Bob Patterson, executive director of emergency medical services for the Mercy healthcare system, attended the Nov. 16 meeting. He said he would prepare documentation of Mercy's financial losses to be distributed to JPs at the December meeting. He also said that if Mercy decides to stop providing ambulance service in the county it would notify county officials well ahead of time.
Leon Cheatham, who owns and operates Ozark EMS with his wife, Kathy, confirmed Monday that his company is no longer taking calls in Green Forest or east of there to the county line, unless Mercy doesn't have an ambulance available.
Green Forest Mayor Charles Reece said there was an incident when there was a lengthy delay in getting an Ozark EMS ambulance to Green Forest. Although there was a Mercy ambulance in town, the call was dispatched to Ozark EMS based on the alternating rotation.
"It was an event after hours and it took approximately 45 minutes to get an ambulance from Berryville when we had one sitting at our fire station about a minute away," Reece said. "I haven't seen (Ozark EMS) here.
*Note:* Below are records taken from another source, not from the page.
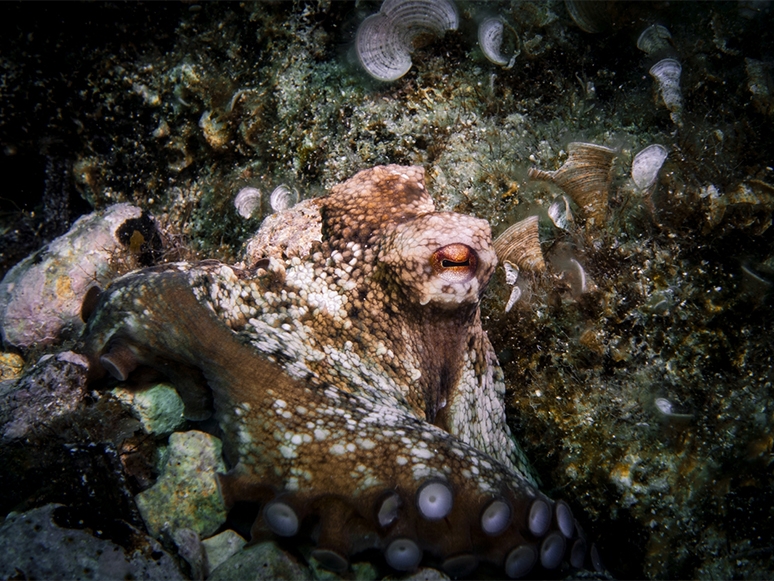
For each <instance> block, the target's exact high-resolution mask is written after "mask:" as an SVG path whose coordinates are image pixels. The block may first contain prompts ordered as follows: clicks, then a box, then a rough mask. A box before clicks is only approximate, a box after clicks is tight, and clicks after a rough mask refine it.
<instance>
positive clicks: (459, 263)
mask: <svg viewBox="0 0 774 581" xmlns="http://www.w3.org/2000/svg"><path fill="white" fill-rule="evenodd" d="M430 264H431V266H432V267H433V272H434V273H435V274H437V275H439V276H440V277H441V278H443V279H445V280H448V281H449V282H463V281H466V280H468V279H469V278H471V277H473V276H474V275H475V274H476V266H477V265H478V257H477V256H476V252H475V251H474V250H473V249H472V248H471V247H470V246H468V245H467V244H460V243H454V244H447V245H446V246H442V247H441V248H439V249H438V250H436V251H435V252H433V255H432V256H431V257H430Z"/></svg>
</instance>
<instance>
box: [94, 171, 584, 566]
mask: <svg viewBox="0 0 774 581" xmlns="http://www.w3.org/2000/svg"><path fill="white" fill-rule="evenodd" d="M248 250H249V252H248V258H247V259H246V260H245V262H243V263H240V264H239V265H237V266H228V265H226V264H223V263H221V262H218V261H214V260H207V261H203V262H198V263H171V264H164V265H161V266H156V267H151V268H147V269H144V270H140V271H135V272H133V273H129V274H127V275H124V276H123V277H121V278H119V279H117V280H115V281H114V282H113V283H112V284H111V285H110V286H109V287H108V288H107V289H106V290H104V291H95V292H92V293H89V294H88V295H87V298H86V299H85V301H84V306H83V314H84V319H85V320H87V326H86V329H85V331H84V336H83V351H84V353H85V355H86V356H87V357H88V358H89V359H90V362H91V367H92V369H95V370H97V374H98V375H99V374H102V375H104V374H105V373H109V374H110V375H112V376H114V377H115V378H117V379H118V380H126V379H127V378H128V376H129V374H130V373H132V372H133V371H134V370H135V369H136V368H138V367H140V366H143V367H151V368H153V369H156V370H157V371H159V372H161V373H163V374H165V375H166V376H167V377H169V379H170V380H171V382H172V383H173V384H174V385H175V387H176V389H177V390H178V392H179V393H180V396H181V398H182V399H183V401H184V403H185V406H186V415H187V417H189V418H191V419H204V418H206V417H208V415H210V414H213V413H214V417H215V419H216V420H217V421H218V423H219V425H220V428H221V430H222V434H223V438H224V453H225V455H226V459H227V461H228V464H229V465H230V466H231V469H230V470H229V472H228V473H227V474H220V475H219V476H218V478H219V485H220V491H221V494H222V496H223V499H224V501H225V502H226V505H227V506H233V505H234V503H236V502H255V503H258V504H259V505H260V506H261V507H262V508H261V510H260V514H259V516H258V517H257V519H256V520H255V522H254V523H253V525H252V536H253V538H254V539H256V538H263V537H266V536H267V535H278V536H280V537H294V536H297V535H305V537H306V538H310V539H311V540H312V541H313V542H314V546H315V549H314V551H313V553H312V554H313V556H314V557H315V558H316V559H317V560H318V561H319V562H320V563H321V564H322V565H323V566H324V567H326V568H328V569H330V570H333V571H344V570H346V569H347V568H348V566H349V562H350V559H351V558H352V556H353V555H355V554H357V553H359V552H361V551H365V550H369V549H377V550H379V551H381V553H382V554H383V557H384V560H385V561H386V563H387V564H388V565H389V566H390V567H392V568H394V569H396V570H400V571H410V570H413V569H416V568H417V567H418V566H419V565H420V563H427V564H433V565H437V566H440V567H441V568H442V569H444V570H445V571H446V572H447V573H449V574H450V575H453V576H458V577H459V576H466V575H468V574H470V573H471V572H473V571H474V570H475V569H476V568H477V567H479V565H482V564H486V566H488V567H492V568H499V569H497V570H499V571H501V572H504V573H505V574H507V575H508V576H509V577H513V578H517V577H522V576H525V575H527V574H530V573H532V574H540V571H543V570H545V571H547V572H550V571H552V570H561V569H560V568H561V567H567V566H571V567H582V566H583V564H584V561H585V559H586V554H587V551H586V541H585V539H584V536H583V533H582V531H581V530H580V527H579V526H578V525H577V522H576V520H575V518H574V517H573V515H572V513H571V511H570V508H569V506H568V505H567V504H566V503H564V502H562V501H558V502H555V501H553V500H551V499H549V498H548V497H547V496H545V495H544V494H543V493H542V492H540V491H539V490H538V488H537V486H536V484H535V480H534V477H533V476H532V475H531V472H530V469H529V465H528V463H527V460H526V458H525V457H524V454H523V452H522V450H521V449H520V448H519V446H518V445H517V443H516V442H515V440H514V439H513V437H512V435H511V433H510V431H509V428H508V426H507V424H506V417H505V408H504V403H503V399H504V395H505V387H504V382H503V375H502V371H501V370H500V367H499V365H498V362H497V358H496V356H495V353H494V351H493V349H492V346H491V344H490V343H489V340H488V338H487V336H486V333H485V332H484V330H483V329H482V325H481V318H480V311H479V301H480V299H481V296H482V294H483V292H484V290H485V288H486V286H487V284H488V281H489V279H490V277H491V276H492V274H493V272H494V270H495V267H496V266H497V257H496V255H495V252H494V249H493V247H492V243H491V234H490V229H489V225H488V224H487V223H486V222H485V221H483V220H480V219H477V218H474V217H471V216H466V215H461V214H457V213H452V212H437V211H436V210H435V206H434V204H433V201H432V199H431V197H430V195H429V194H428V192H427V190H426V188H425V184H424V170H423V169H422V168H420V167H403V166H396V165H390V166H380V167H374V168H371V169H368V170H364V171H361V172H360V173H358V174H356V175H355V176H354V177H352V178H350V179H349V180H348V181H346V182H344V183H341V184H338V185H336V186H334V187H333V188H332V189H331V190H330V192H329V194H328V195H327V196H325V197H322V198H316V199H310V200H306V201H304V202H302V203H301V204H298V205H296V206H294V207H293V208H291V209H289V210H285V211H284V212H282V213H279V214H275V215H272V216H271V217H270V218H269V219H267V220H266V221H265V222H264V224H263V226H262V228H261V230H260V231H259V233H258V234H257V236H256V238H254V239H253V241H252V242H251V243H250V245H249V247H248Z"/></svg>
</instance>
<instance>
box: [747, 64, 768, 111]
mask: <svg viewBox="0 0 774 581" xmlns="http://www.w3.org/2000/svg"><path fill="white" fill-rule="evenodd" d="M744 64H745V70H746V71H747V88H748V89H749V91H750V94H751V95H752V102H753V105H755V108H756V109H757V110H758V111H759V112H760V113H761V114H763V115H768V116H769V117H771V116H774V79H772V73H771V71H772V64H771V63H770V62H768V63H767V62H763V61H759V60H756V59H751V58H746V59H744Z"/></svg>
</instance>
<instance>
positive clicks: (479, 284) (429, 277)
mask: <svg viewBox="0 0 774 581" xmlns="http://www.w3.org/2000/svg"><path fill="white" fill-rule="evenodd" d="M379 261H380V263H381V264H382V265H384V268H385V270H387V271H388V273H389V274H388V276H390V277H391V278H393V279H394V280H395V282H396V283H397V284H398V285H399V286H400V287H401V288H402V289H403V291H404V292H405V293H406V294H407V295H408V297H409V299H410V300H411V301H412V302H416V303H417V304H419V305H422V306H424V305H432V306H437V307H441V308H457V307H459V306H462V305H473V304H477V303H478V301H479V299H480V297H481V294H482V293H483V291H484V289H485V288H486V285H487V283H488V282H489V278H490V277H491V276H492V273H493V272H494V269H495V266H496V265H497V256H496V255H495V252H494V249H493V247H492V243H491V236H490V231H489V224H488V223H487V222H485V221H484V220H479V219H478V218H473V217H472V216H464V215H462V214H454V213H451V212H436V213H432V214H425V215H422V216H418V217H416V218H413V219H411V220H408V221H406V222H403V223H401V224H398V225H397V226H396V227H395V229H394V231H393V233H392V234H391V235H390V236H387V240H386V243H385V244H384V246H383V247H382V251H381V253H380V256H379Z"/></svg>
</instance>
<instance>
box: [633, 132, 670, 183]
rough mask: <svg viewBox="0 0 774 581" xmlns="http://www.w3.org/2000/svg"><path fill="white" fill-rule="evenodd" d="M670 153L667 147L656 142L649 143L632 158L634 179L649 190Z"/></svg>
mask: <svg viewBox="0 0 774 581" xmlns="http://www.w3.org/2000/svg"><path fill="white" fill-rule="evenodd" d="M667 155H669V153H668V152H667V150H666V147H664V146H663V145H659V144H657V143H654V144H653V145H649V146H648V147H646V148H645V149H643V150H642V151H640V152H639V153H638V154H637V155H635V156H634V159H633V160H632V180H633V181H634V184H635V185H636V186H637V187H638V188H640V189H641V190H643V191H644V190H647V189H648V188H650V187H651V186H652V185H653V184H654V183H656V179H657V178H658V172H659V170H660V169H661V166H662V165H664V160H665V159H666V158H667Z"/></svg>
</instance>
Mercy has been excellent in taking care of the people here."
Reece said JPs need to consider what might happen if they don't take action.
"For some reason they are very reluctant to change and that's just the way it is," he said.
Berryville Mayor Tim McKinney said the county, rather than the cities, is in the best position to resolve the issue.
"It's going to have to be addressed at a county level," he said. "The city certainly can't afford to have an ambulance service. If the county can work out something through the judge's office I'd say we need to try to do it.
"There's just no way we could afford that," McKinney said of a city-subsidized ambulance service. "The ambulance district on the west side of the county is subsidized by tax. On the eastern half, which is the larger area geographically, it's always been left up to the hospital to provide it. I guess it's not working out for them as far as the money situation. The city certainly wants to work with other cities in the county to try to find a solution. I think long term the days of an unsubsidized ambulance service in rural areas are numbered."
The next regular quorum court meeting is scheduled for 6 p.m. Monday, Dec. 14 at the Eastern District courthouse in Berryville.